Lanie

"How did you do it?" Alexis asks, reaching for Lanie's scalpel as she stares a little too intently at the corpse of the former Erick Hendrickson. Gunshot wound to the stomach; took him half an hour to bleed out in Central Park. Messy.

"Watch it," Lanie says, jerking the scalpel away from Alexis' hand.

"Oh, sorry, sorry," Alexis says, her cheeks flushing bright, and she briefly takes her eyes off the corpse so that she can receive the scalpel more carefully. Alexis hates it when she makes mistakes, more even than Lanie would expect out of a perfectionist - she seems to sense how many strings Lanie had to pull to get the kid down in the morgue with her, let alone at crime scenes. Her eyes fix back on the gunshot wound once the scalpel's on the tray.

"Do what?" Lanie asks, suddenly certain that she doesn't actually want to have this talk.

"With Esposito," Alexis says.

Oh, she definitely does not want to be having this conversation. "Yes?" Lanie prompts after Alexis doesn't seem inclined to continue. The girl swallows and Lanie thinks she probably could have taken some of the edge out of her tone.

"Sending someone you lo - someone you cared about - into that job every day. How did you do it?"

Lanie can't help the sad smile that she know quirks across her lips. "Well - I guess I didn't."

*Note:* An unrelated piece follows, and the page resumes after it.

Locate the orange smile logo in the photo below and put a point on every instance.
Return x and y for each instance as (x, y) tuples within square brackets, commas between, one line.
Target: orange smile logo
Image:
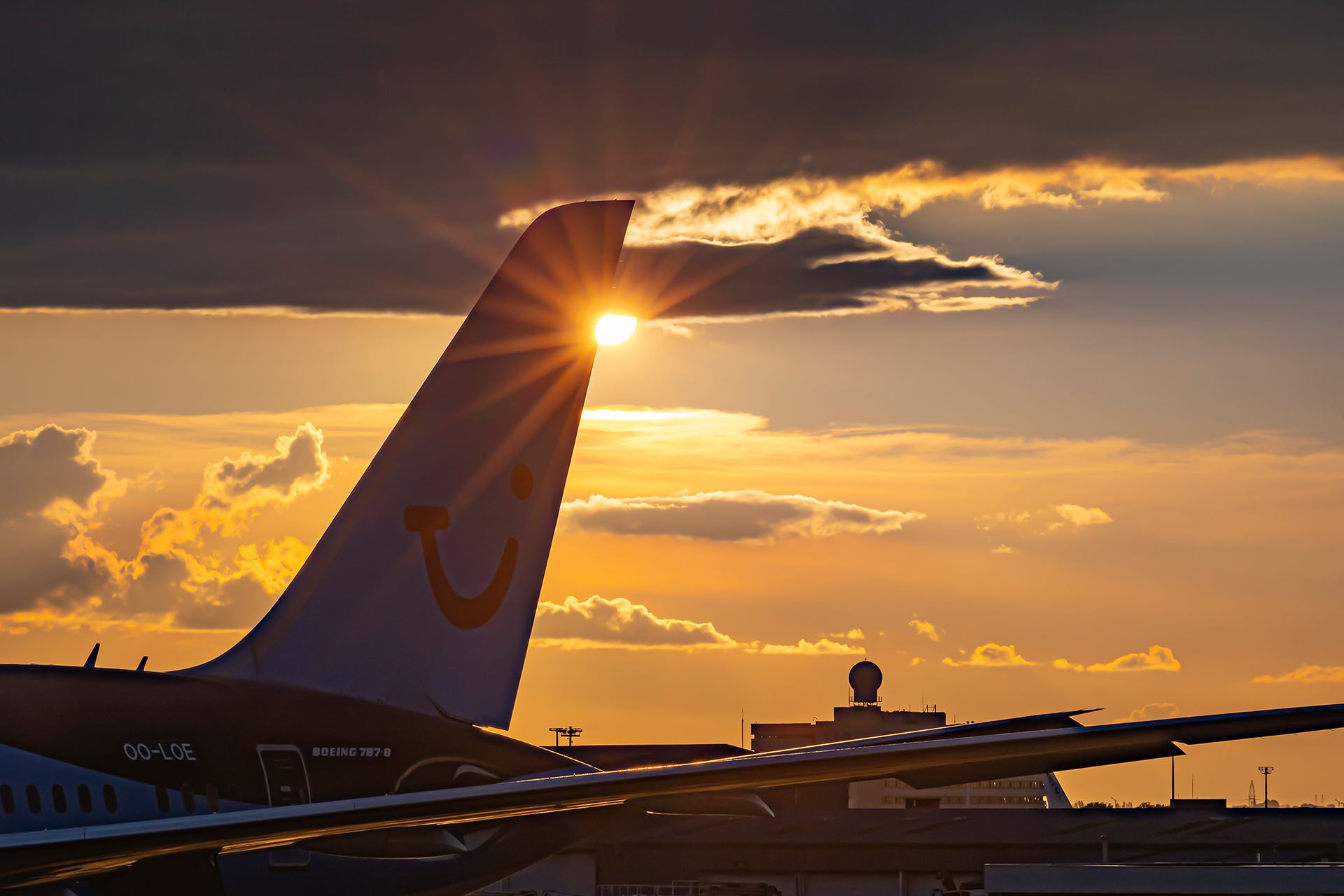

"I don't know how anyone can," Alexis says, miserably, still starting at the small wound the bullet made as it tore through Hendrickson's left transverse abdominis.

Lanie suddenly wants to send the kid home - ideally, she'd take her out for a coffee, but she still has another body to do and she wants to wrap up with some of her night left.

"It's been three years," Alexis continues. "And I didn't mind at first. At first, I thought it was kind of cool. Like his novels in real life. She trails off, bites her lower lip.

"You don't think that anymore," Lanie prompts.

"I was an idiot," Alexis whispers harshly. "And it took watching Detective Beckett almost dying in that cemetery, watching my dad try to take a bullet for her, to realize that. It's not cool, and it's not good for him. It could get him killed, it puts him in danger every day, and sometimes I wake up at night sweating and all I can remember from my dreams is the sound of a gunshot."

Lanie takes one deep breath, then another. The words are a little too close, the dreams a little too near hers. There's a reason she prefers her patients on the cold steel slab of a morgue table. She hates it, hates the slick slide of blood under her palms, hates the pulse and rush of a life draining away beneath her fingertips. "I know," she whispers. Except when she wakes up she's left with an image instead of a sound, her friend's face lying on one of her tables. Sometimes Javier's face, if she'd had a run-in with him during the day. It makes her do things like snap irrationally, swings her emotions through too many poles to count.

"Three years is enough," Alexis says. "Don't you think?"

"For your dad to be following Detective Beckett around?"

"No," the girl sighs, handing Lanie the heavy rib cutters, fingers properly away from sharp edges this time. "For a grown person not to know what they want."

At that, Lanie has to laugh. "Oh baby, I hate to disappoint you," she answers. "But to be completely honest? You pretty much never grow out of that."